Results with stress testing parameters: radius 999km
....................................................

.. code-block:: bash

    user@ubuntu:~/sailing/pyrate $ python scripts/benchmark_db_and_projections.py ../data/charts/noaa_vector/all_combined_simplified_25m.sqlite --iterations 10 --radius 999
    Information on the setting:
            number of rows/polygons in database:                 648828
            sum of vertices of all rows/polygons of in database: 13727653
            extracted number of polygons:                        90539
            extracted total number of vertices:                  2131078

    Executed "query_database" 10 times:
            average:  34.120787 seconds
            std dev:  0.499919 seconds
            variance: 0.249919 seconds

    Executed "project_to_cartesian_and_back" 10 times:
            average:  23.383787 seconds
            std dev:  0.224816 seconds
            variance: 0.050542 seconds

Notes and conclusions
.....................

Comparing the results with radius 100km and 999km, we can see that ``_project_to_cartesian_and_back()`` grows very linearly, as expected: 12 μs/vertex (100km) vs. 11 μs/vertex (999km).
The ``_query_database()`` benchmark runs even better (sub linear in the number of vertices): 24 μs/vertex (100km) vs. 16 μs/vertex (999km).
Also note, that having a lot of polygons outside of the relevant area seems to be non-problematic.
Here, the spatial index really shines, as ``_query_database()`` took *a lot* longer before its introduction.

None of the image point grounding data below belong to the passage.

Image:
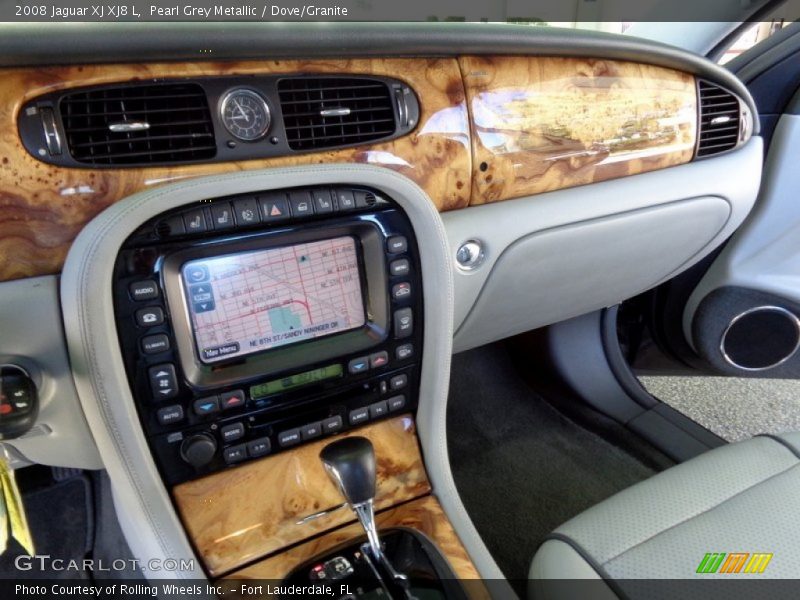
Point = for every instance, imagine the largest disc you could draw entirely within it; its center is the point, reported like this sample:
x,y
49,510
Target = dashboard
x,y
251,255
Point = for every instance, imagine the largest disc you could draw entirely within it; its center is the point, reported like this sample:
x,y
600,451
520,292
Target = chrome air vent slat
x,y
325,112
139,124
721,120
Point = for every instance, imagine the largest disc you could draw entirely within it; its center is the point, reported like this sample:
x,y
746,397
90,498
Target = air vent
x,y
720,120
326,112
139,124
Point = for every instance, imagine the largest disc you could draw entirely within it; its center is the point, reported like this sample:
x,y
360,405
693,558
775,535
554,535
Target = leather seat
x,y
740,498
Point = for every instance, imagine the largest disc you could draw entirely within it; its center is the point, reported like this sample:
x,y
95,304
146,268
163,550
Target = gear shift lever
x,y
350,462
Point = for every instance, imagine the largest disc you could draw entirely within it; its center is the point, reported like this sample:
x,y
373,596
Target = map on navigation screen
x,y
253,301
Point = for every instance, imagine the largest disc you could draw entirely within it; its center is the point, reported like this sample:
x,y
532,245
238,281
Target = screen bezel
x,y
372,270
242,355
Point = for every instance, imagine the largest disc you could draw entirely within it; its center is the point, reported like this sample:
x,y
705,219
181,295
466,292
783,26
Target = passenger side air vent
x,y
321,112
139,124
720,120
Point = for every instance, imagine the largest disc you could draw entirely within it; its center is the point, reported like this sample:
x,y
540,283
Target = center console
x,y
254,323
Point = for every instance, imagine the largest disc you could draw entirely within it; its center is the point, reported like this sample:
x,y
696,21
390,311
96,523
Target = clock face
x,y
245,114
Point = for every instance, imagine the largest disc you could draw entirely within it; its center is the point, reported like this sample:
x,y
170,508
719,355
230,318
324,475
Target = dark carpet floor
x,y
521,467
60,521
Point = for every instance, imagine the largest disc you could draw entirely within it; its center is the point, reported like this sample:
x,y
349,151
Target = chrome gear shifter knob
x,y
350,463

About 66% of the time when projecting is spent reassembling the polygon after it was converted, so that's probably something we can improve if we eventually need to.
Also, one could reduce the fidelity of the features by using stronger simplification or reduce the query radius.

Memory seems to not be a problem either. No precise measurements were made though.